Always a concern on cheap laptops are the input devices; the keyboard and touchpad. Unfortunately, it’s with these that the E3211 really begins to falter, particularly the keyboard. From a distance it looks okay, but Medion commits that old sin of the Fn key sitting outside the left-Ctrl key, thus constantly interfering with shortcuts. It’s the keys themselves that are the real problem, though. Key actions feel soft and uneven, providing little by way of positive feedback. In comparison, the touchpad is okay, but its coarse texture only serves to enhance the cheap feel of this machine.
Another weakness is the integrated speakers. They’re very weak and tinny, though the Medion is hardly alone in this respect – Acer’s range is no more impressive. Likewise the display, which has a 1,366 x 768 native resolution, suffers from the usual poor viewing angles. On the plus side the display also has a non-reflective, matt finish, which is something we wish more laptops would adopt. Are we seeing a return to common sense? Probably not, but it’s nice to dream!
Looking at the performance charts reinforces the fact that, faster than Atom or not, the single-core Pentium is no Road Runner. Indeed, the Medion is even slower than the similarly-specified Acer Aspire 4810T-353, whose 1.4GHz processor had slightly more L2 Cache: 3MB vs. 2MB. More startling is how the Acer Ferrari One, which uses a dual-core AMD processor and is classed as a netbook, outperforms both quite comfortably. Of course you are punished with less battery life and a machine that’s both rather hot and noisy, neither of which you can accuse the Medion of being, but the performance difference is a good 25 per cent overall.

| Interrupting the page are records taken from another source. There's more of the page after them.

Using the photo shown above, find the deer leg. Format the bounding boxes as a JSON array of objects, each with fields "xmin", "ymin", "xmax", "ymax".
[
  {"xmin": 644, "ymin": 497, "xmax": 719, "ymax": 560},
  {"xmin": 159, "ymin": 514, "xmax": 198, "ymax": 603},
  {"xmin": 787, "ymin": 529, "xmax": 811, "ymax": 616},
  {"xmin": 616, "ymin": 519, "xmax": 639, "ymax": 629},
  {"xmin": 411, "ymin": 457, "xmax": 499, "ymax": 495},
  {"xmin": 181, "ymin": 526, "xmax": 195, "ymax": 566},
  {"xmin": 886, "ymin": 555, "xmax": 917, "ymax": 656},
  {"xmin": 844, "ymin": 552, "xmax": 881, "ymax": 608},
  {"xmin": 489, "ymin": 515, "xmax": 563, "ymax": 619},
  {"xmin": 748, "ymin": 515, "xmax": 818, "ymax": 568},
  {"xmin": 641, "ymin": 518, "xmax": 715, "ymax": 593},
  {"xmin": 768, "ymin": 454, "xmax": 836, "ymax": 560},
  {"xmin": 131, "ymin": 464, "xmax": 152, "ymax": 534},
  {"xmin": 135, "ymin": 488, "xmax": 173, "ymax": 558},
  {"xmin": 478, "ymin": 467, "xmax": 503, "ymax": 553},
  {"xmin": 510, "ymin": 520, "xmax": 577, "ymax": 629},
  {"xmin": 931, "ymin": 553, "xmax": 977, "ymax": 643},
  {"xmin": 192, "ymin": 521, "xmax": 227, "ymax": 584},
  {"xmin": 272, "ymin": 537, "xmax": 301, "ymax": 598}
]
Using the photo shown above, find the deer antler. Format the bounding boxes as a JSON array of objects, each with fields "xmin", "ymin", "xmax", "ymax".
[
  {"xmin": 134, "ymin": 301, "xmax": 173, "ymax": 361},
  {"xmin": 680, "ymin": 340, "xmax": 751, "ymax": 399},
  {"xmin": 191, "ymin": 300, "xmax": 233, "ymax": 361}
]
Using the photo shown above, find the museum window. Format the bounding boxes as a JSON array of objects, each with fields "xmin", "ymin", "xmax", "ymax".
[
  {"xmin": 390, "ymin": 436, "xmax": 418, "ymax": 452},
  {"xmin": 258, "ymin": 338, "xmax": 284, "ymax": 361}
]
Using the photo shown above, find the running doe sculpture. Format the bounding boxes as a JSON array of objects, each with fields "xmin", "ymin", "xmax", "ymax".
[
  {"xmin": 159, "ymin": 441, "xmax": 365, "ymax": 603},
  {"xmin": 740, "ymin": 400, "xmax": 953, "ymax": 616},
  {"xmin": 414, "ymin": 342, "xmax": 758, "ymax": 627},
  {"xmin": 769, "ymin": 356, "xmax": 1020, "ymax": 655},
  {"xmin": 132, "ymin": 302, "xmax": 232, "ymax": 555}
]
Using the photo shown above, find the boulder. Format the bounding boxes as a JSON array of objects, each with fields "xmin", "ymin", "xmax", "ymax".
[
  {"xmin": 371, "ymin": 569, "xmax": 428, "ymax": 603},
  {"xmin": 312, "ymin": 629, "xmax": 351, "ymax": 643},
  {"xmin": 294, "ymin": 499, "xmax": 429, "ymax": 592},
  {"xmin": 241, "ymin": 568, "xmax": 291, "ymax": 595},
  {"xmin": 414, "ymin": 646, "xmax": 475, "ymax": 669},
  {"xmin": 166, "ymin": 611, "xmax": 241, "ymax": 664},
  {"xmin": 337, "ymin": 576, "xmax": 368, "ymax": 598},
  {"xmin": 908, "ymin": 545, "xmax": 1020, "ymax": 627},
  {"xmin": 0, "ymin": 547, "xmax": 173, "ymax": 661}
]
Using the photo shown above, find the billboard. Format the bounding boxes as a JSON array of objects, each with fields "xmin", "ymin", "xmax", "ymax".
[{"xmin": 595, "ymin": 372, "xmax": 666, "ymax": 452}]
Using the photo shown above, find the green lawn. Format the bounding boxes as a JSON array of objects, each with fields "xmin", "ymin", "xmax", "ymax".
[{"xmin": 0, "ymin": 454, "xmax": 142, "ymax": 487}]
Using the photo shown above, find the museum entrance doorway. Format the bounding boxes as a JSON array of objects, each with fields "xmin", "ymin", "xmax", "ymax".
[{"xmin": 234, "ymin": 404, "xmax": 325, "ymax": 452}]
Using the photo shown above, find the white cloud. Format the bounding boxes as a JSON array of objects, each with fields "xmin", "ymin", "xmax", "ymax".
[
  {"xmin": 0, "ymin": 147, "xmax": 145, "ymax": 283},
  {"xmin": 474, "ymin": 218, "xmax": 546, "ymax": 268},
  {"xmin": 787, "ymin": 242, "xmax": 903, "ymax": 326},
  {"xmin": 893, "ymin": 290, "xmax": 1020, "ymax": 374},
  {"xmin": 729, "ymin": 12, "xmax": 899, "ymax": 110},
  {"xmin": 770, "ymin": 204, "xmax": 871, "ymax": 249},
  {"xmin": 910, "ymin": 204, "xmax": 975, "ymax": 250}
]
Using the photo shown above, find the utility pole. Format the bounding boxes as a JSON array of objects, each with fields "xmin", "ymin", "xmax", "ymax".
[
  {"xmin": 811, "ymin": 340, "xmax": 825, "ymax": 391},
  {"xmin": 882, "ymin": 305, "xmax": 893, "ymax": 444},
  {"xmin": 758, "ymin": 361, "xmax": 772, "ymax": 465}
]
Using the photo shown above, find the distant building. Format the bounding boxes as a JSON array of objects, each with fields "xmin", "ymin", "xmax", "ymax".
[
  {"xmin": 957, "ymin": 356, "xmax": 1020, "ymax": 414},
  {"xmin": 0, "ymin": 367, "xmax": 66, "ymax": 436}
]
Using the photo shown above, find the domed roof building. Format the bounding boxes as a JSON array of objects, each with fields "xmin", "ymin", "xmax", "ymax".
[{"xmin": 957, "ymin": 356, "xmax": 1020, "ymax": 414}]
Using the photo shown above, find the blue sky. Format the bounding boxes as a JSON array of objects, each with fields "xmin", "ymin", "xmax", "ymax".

Subjectively the machine isn’t too rapid, either. It’s a fact not helped by the presence of Windows Vista Home Premium (a Windows 7 upgrade is available for 19.95 Euros), but nonetheless this system is best suited to basic tasks. Ultimately, while it is faster than an Atom-based netbook, it’s not by an order of magnitude.
Being a CULV laptop, battery life should be very good – it’s why this segment exists, after all. This is true of the E3211, though not to the same extent as Acer’s Timeline range. Utilising a six-cell, 47 Watt-hour battery, it managed a creditable four hours, 27 minutes in the Productivity segment of MobileMark 2007, while just shy of two and half hours of DVD playback allows for a long-ish film or a few TV episodes between trips to the wall socket.
The Medion Akoya E3211 is a bit of a Jekyll & Hyde product. On light side it’s cheap, well-featured, has decent battery life and offers an optical drive where competitors have none; on the dark it looks and feels like its price, has a poor keyboard and performance is lacklustre. If you’ve been looking at similar products but don’t want to sacrifice a disc spinner, it’s worth a punt, but we’d recommend waiting to see what else comes along.